A empresa nega as acusações. “Nossas políticas de conteúdo se aplicam igualmente a todos, e não censuramos ou promovemos quaisquer correntes políticas”, disse o Facebook ao Estadão.

Ao criticar as remoções de apoiadores do presidente suspeitos de fazer parte de uma rede de ataques e ameaças a ministros do Supremo e de difundir informações falsas ou distorcidas, Hartwig disse que as plataformas estariam “ajudando ditaturas”. “O que a Corte Suprema está pedindo é contra as regras e leis do Brasil. O Facebook não deveria permitir e fazer isso. Deveria seguir as regras, e não censurar os conservadores”, insistiu.

Ele reclamou, por exemplo, de não poder falar de imigração num conteúdo com lado xenófobo. “Não é permitido falar ‘Fora venezuelanos’”, protestou. Hartwig sugere, ainda, que a rede protegeria o islamismo e permite blasfemar imagens cristãs. Disse ter evidências do que fala, mas não as exibiu. Mostrou apenas exemplos de memes.

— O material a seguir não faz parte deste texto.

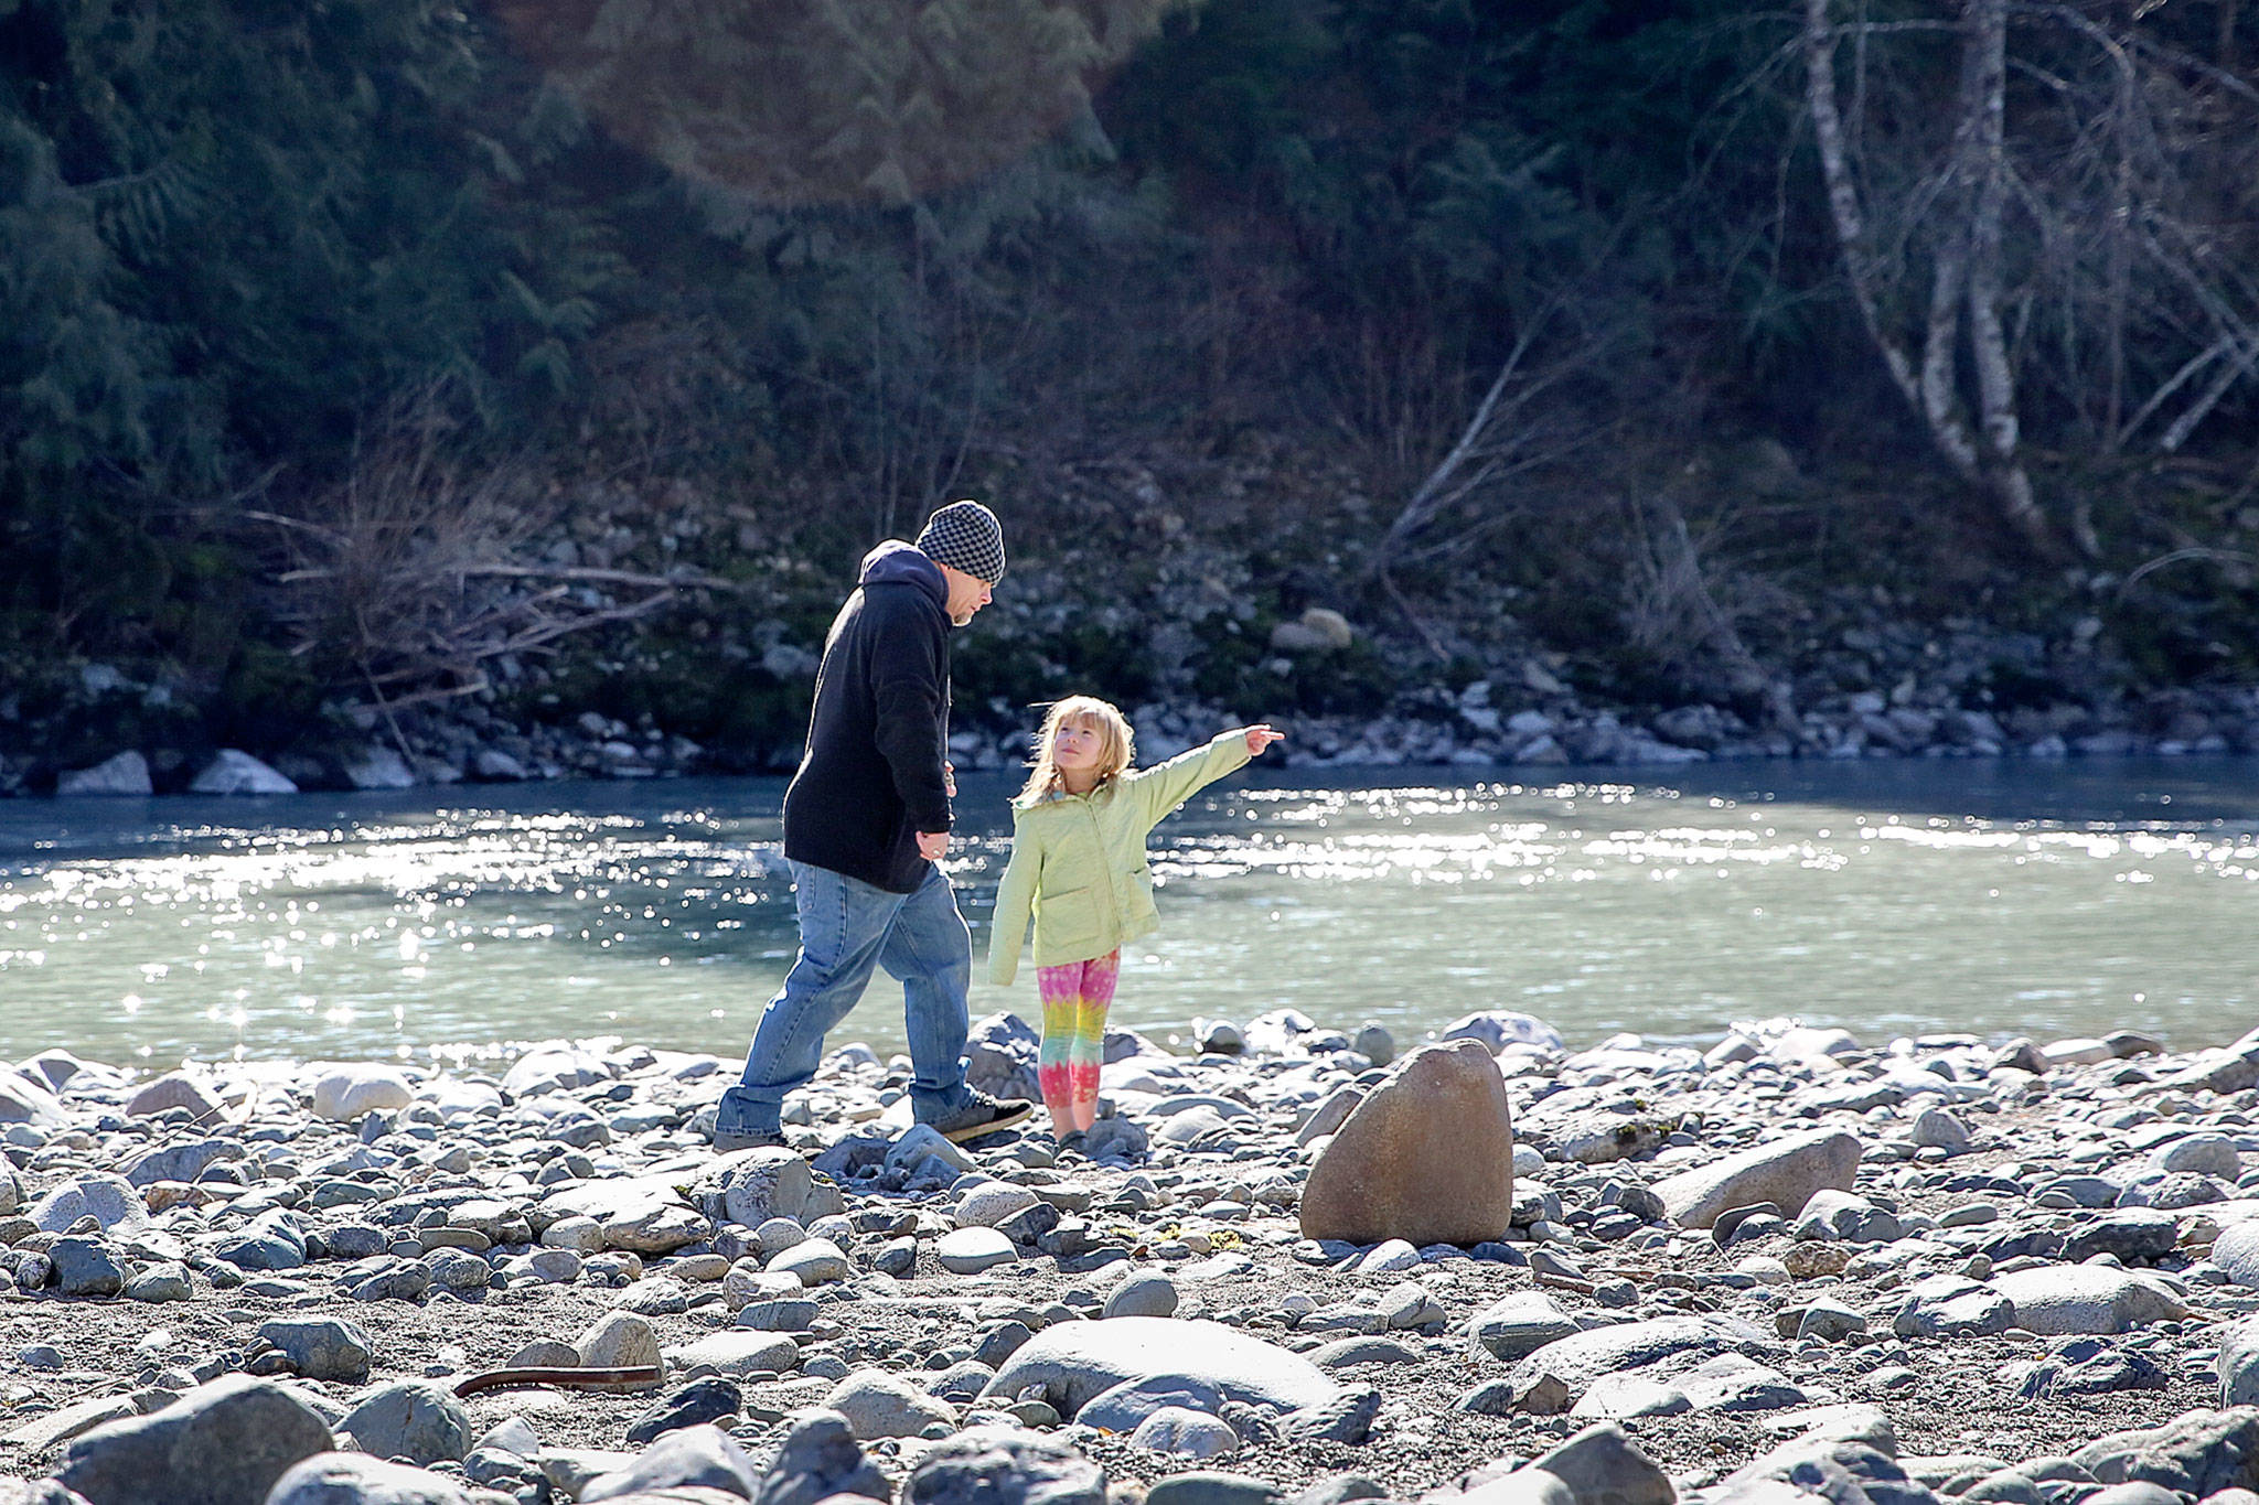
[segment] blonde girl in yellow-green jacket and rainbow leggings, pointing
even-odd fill
[[[1107,702],[1071,695],[1044,718],[1035,772],[1012,801],[1012,862],[996,889],[989,977],[1003,986],[1019,972],[1032,914],[1044,995],[1037,1083],[1062,1142],[1098,1117],[1100,1047],[1120,945],[1161,925],[1145,833],[1283,736],[1236,727],[1206,747],[1134,769],[1130,722]]]

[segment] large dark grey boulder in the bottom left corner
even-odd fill
[[[63,1453],[56,1478],[90,1505],[244,1505],[332,1446],[296,1394],[230,1374],[165,1410],[97,1426]]]

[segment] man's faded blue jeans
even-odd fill
[[[752,1029],[745,1076],[721,1094],[716,1130],[779,1130],[784,1094],[815,1076],[825,1036],[863,997],[874,966],[901,982],[915,1117],[937,1119],[965,1106],[965,988],[974,975],[974,936],[942,869],[931,869],[915,894],[890,894],[795,862],[793,903],[800,954]]]

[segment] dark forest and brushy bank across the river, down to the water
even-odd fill
[[[0,0],[0,785],[775,767],[960,494],[992,733],[2248,688],[2259,11]]]

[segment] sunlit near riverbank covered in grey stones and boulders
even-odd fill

Alguns dos novos alvos do ativista são os movimentos antifascistas, os “Antifas”, e o Black Lives Matter (Vidas Negras Importam). No Brasil, incentivou campanha virtual contra o presidente da Ordem dos Advogados do Brasil, Felipe Santa Cruz, um adversário declarado de Bolsonaro, questionou o perfil Sleeping Giants, que tenta expor financiadores de sites governistas com conteúdo falso, e compartilhou o vídeo usado por ministros e pelo vice-presidente Hamilton Mourão para contestar incêndios na Amazônia, mas com imagens de animais da Mata Atlântica.

Para cobrir as despesas do tour conservador com passagens e hospedagem, o advogado Emerson Grigollette, de Presidente Prudente (SP), que faz as vezes de cicerone de Hartwig, promoveu uma “vaquinha virtual” e arrecadou R$ 11,9 mil de um total de R$ 16 mil pretendidos.